Let's just wait for benchmarks and see where this stands, instead of passing on definitive judgment based on pictures and impressions, ok?
I'm with you on that last part, but I disagree a bit on the "value of an iGPU" part. Of course, I'm in the rather privileged position of having a gaming desktop, an HTPC, a desktop workstation and three laptops in a two-person household. As such, I don't exactly need the iGPU to be the be-all, end-all in gaming performance.
Still, given the good CPU performance we know Zen cores deliver, with a "good enough for esports" iGPU, these chips would make for amazing budget-level gaming boxes with the option of adding a dGPU down the line. This argument was made for the previous A-series also, but they fell flat due to weak CPU perf making them too weak for anything but a bargain bin dGPU. I'm hoping this manages to live up to this expectation (i.e. run DOTA, CS:GO, RL and Overwatch at 1080p medium or so), as that could be a great market share win for AMD. Which, again, brings me to why I find it worth my time to speculate on and discuss. Of course, we can't know until we see benchmarks, so the discussion
is ultimately meaningless. That doesn't mean it's a waste of time, though
You cant use a framerate comparison between Xbox and PS4 based on recording the outputs, for the simple reason they use different graphical settings.

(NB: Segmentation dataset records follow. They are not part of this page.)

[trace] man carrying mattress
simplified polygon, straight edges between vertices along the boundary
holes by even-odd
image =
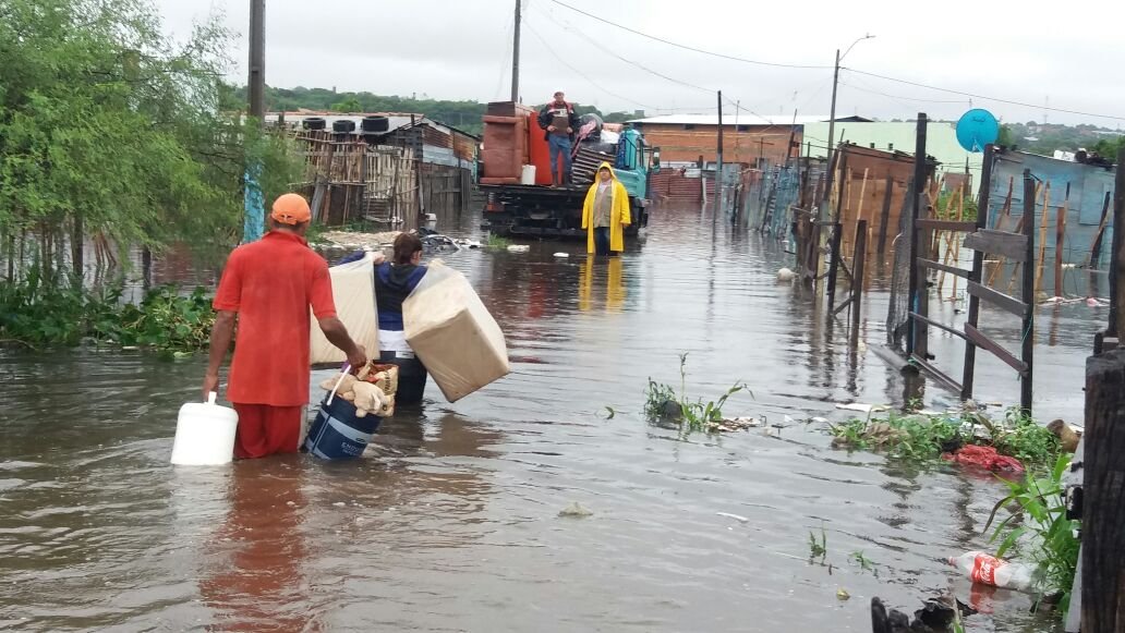
[[[360,251],[339,263],[359,261]],[[375,304],[379,314],[379,360],[398,365],[398,390],[395,404],[416,405],[425,391],[426,369],[406,342],[403,302],[417,288],[426,273],[422,265],[422,241],[417,235],[400,233],[395,237],[392,261],[380,252],[375,254]]]
[[[367,352],[336,318],[328,264],[305,242],[310,214],[296,193],[279,197],[270,232],[231,253],[215,293],[218,311],[210,338],[204,399],[218,390],[218,371],[238,334],[227,399],[238,414],[237,459],[295,453],[308,404],[309,307],[324,336],[356,368]]]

You can compare which is smoother or better looking for a user experience point of view, but it IS NOT, and CAN NOT be used as a performance benchmark unless the graphical details are 100% the same on both platforms (complicate that even further for games that use different settings for the various hardware models of each console)
This is just plain misunderstood. Of course you can compare them even if they have different graphical settings. It's even quite simple, as they both have fixed (non-user adjustable) graphical settings. It simply adds another variable, meaning that you have to have to stop asking "which performs better at X settings?" and start asking "which can deliver the best combination of performance and graphical fidelity for a given piece of software?". This does of course mean that the answers might also become more complex, with possibilities such as better graphical fidelity but worse performance. But how is that really a problem? This ought to be far easier to grasp for the average user than the complexities of frame timing and 99th percentile smoothness, after all.

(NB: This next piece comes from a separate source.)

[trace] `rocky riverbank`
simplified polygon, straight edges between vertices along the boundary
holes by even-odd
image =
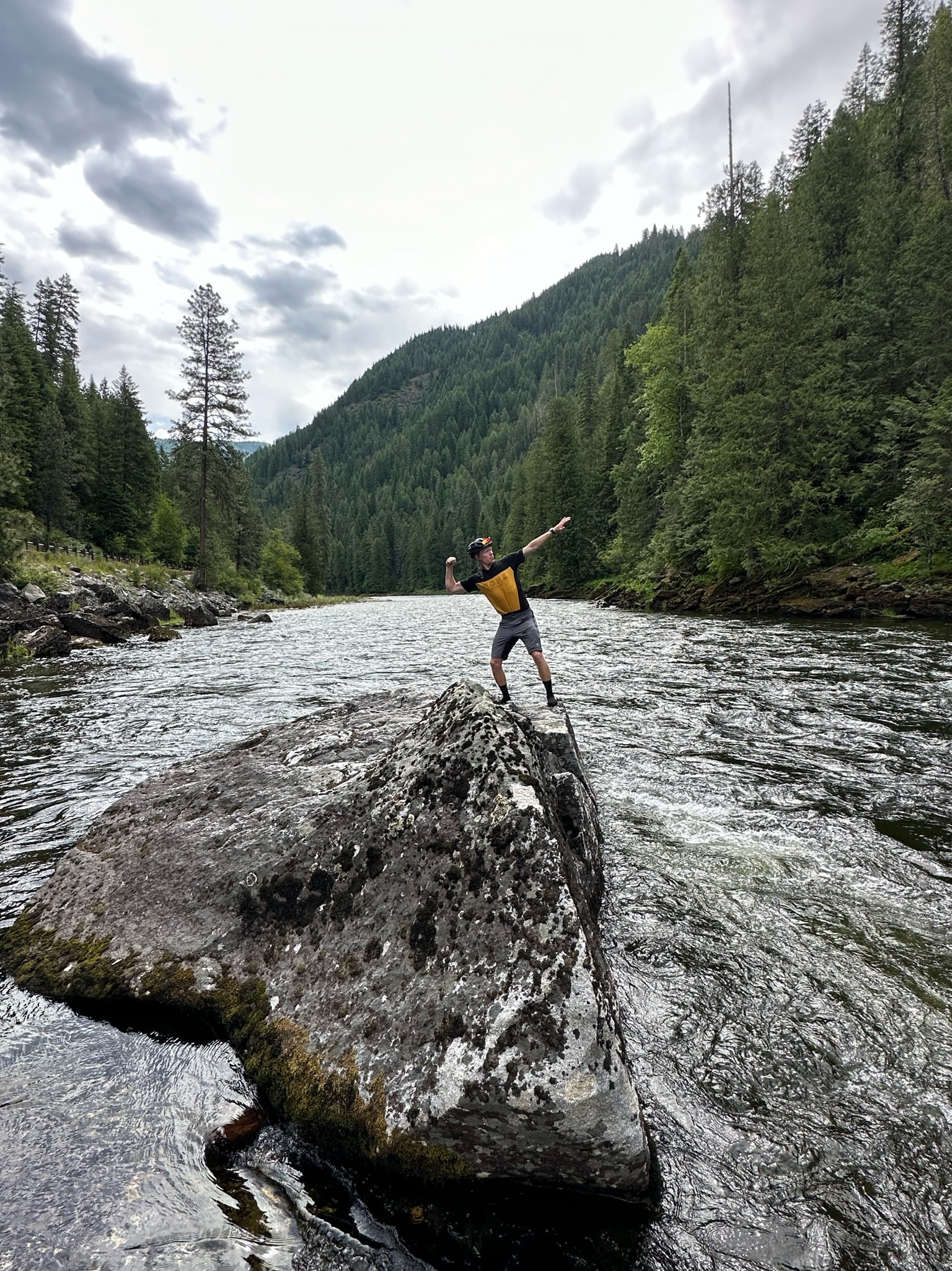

You seem to say that performance benchmarks are only useful if they can provide absolute performance rankings. This is quite oversimplified: the point of a game performance benchmark is not ultimately to rank absolute performance, but to show which components/systems can run [software X] at the the most ideal settings
for the end user. Ultimately, absolute performance doesn't matter to the end user - perceived performance does. If a less powerful system lowers graphical fidelity imperceptibly and manages to match a more powerful system, they are for all intents and purposes identical to the end user. To put it this way: if a $100 GPU lets you play your favourite games at ~40fps, and a $150 GPU runs them at ~60fps, that's perceivable for most users. On the other hand, if a $120 GPU runs them at ~45fps, is there any reason to buy the more expensive GPU? Arguably not.
Absolute performance doesn't matter unless it's perceivable. Of course, this also brings into question the end user's visual acuity and sensitivity to various graphical adjustments, which is highly subjective (and at least partially placebo-ish, not entirely unlike the Hi-Fi scene), but that doesn't change if you instead try measuring absolute performance. The end user still has to know their own sensitivity to these things, and ultimately decide what matters to them. That's not the job of the reviewer. The job of the reviewer is to inform the end user in the
best way possible, which multi-variable testing arguably does better than absolute performance rankings (as those have a placebo-reinforcing effect, and ignore crucial factors of gameplay).